Boreham is involved in the project science, which he says will involve comparing data from BioSentinel with that from samples grown simultaneously at his university and two kilometres underground at SNOLAB, Canada's deep underground research facility.
"We're looking at the fundamental mechanisms that are involved in cells managing and repairing the effects of cosmic radiation," Boreham said, acknowledging that there are limitations to the experiments.
Single-cell organisms like yeast just want to grow and divide, he says. Human cells, however, can "communicate" with each other. Human cells exposed to stress and damage like radiation create free radicals, which stimulate our immune system. Humans also have tumour suppressor genes, which can cause the self-destruction of cells that are beyond repair.
"You can't get that in a yeast model," Boreham said.
'Very important experiments'
But it's all critical work, according to Canadian astronaut Dr. Roberta Bondar.
"Those are very, very important experiments and those are things we need to do very soon," Bondar said.
Bondar, who is a neurologist, flew aboard NASA's space shuttle Discovery 30 years ago and went on to analyze astronaut health data from two-dozen missions.

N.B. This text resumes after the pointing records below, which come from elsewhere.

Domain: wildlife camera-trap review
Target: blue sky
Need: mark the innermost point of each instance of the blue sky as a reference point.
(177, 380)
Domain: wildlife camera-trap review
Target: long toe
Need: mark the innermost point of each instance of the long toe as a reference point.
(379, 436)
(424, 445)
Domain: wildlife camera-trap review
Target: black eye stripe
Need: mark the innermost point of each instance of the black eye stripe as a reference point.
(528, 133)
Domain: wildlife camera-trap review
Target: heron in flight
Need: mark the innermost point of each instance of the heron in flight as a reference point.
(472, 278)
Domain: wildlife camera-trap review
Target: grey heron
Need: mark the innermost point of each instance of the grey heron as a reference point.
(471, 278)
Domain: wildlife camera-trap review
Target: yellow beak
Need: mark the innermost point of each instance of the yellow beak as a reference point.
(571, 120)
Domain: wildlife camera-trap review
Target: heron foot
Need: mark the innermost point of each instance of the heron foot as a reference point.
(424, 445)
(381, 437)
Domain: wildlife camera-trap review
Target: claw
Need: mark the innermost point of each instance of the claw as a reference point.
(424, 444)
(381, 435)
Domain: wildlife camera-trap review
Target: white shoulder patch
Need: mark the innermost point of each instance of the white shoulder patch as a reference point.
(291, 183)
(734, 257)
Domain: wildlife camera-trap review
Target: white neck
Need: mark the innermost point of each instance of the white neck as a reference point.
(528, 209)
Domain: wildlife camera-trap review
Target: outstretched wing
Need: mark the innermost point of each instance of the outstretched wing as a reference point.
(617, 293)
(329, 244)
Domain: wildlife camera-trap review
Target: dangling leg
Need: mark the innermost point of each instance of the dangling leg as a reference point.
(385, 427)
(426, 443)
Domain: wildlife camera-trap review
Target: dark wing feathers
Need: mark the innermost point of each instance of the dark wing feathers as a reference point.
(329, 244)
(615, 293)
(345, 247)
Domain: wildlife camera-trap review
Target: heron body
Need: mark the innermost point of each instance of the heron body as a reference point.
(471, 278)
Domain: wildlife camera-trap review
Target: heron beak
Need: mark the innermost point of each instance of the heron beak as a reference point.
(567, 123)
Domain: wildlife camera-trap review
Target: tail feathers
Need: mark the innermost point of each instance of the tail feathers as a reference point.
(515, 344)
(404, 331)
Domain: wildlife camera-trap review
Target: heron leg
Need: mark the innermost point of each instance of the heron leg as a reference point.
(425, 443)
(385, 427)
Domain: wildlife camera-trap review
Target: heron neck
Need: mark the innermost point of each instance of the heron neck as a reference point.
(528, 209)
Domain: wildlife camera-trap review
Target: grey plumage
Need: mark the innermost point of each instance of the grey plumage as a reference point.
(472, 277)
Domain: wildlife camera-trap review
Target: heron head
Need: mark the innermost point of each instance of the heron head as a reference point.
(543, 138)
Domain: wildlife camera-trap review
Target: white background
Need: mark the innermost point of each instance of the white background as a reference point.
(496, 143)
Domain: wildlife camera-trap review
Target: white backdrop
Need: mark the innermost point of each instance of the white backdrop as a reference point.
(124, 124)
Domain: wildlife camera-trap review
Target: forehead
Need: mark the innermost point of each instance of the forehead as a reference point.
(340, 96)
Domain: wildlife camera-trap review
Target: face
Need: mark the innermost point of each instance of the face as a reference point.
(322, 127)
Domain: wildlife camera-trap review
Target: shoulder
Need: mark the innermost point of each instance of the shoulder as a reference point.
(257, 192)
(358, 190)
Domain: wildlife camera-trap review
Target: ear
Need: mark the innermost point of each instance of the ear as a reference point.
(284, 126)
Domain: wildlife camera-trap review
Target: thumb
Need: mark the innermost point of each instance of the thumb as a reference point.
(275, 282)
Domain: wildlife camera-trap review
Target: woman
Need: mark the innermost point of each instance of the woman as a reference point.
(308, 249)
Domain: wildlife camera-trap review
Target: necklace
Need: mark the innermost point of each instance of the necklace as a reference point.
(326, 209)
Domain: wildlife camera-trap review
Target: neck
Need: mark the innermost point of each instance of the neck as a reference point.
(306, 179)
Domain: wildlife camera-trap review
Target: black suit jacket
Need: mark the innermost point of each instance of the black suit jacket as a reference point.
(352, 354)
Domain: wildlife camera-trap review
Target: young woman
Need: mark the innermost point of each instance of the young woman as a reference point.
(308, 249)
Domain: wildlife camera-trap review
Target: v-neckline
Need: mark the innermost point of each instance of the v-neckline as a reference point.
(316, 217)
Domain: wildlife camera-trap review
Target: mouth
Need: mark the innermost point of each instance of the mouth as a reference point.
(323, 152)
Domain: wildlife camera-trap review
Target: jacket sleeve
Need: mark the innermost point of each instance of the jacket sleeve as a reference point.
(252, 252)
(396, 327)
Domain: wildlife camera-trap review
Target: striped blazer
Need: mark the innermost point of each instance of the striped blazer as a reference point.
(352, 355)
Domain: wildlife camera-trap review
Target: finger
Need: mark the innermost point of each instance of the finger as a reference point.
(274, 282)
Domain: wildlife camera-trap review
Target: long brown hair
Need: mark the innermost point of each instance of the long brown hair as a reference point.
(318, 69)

She says the effects of radiation on any long-duration space flight could wreak havoc on the mission.
"So that includes things like altered cognitive functions or maybe even impaired motor functions and behavioural changes," Bondar says. "These are things that would be scary in a closed environment in some type of spacecraft."
Nislow believes that until a way to mitigate those radiation risks has been found, it would be unethical to send humans on any space voyage lasting more than a year.
And he's hoping that experiments using one of the oldest life forms on the planet make it possible for humans to safely travel to other worlds.
"Without being hyperbolic, it's a very very important step."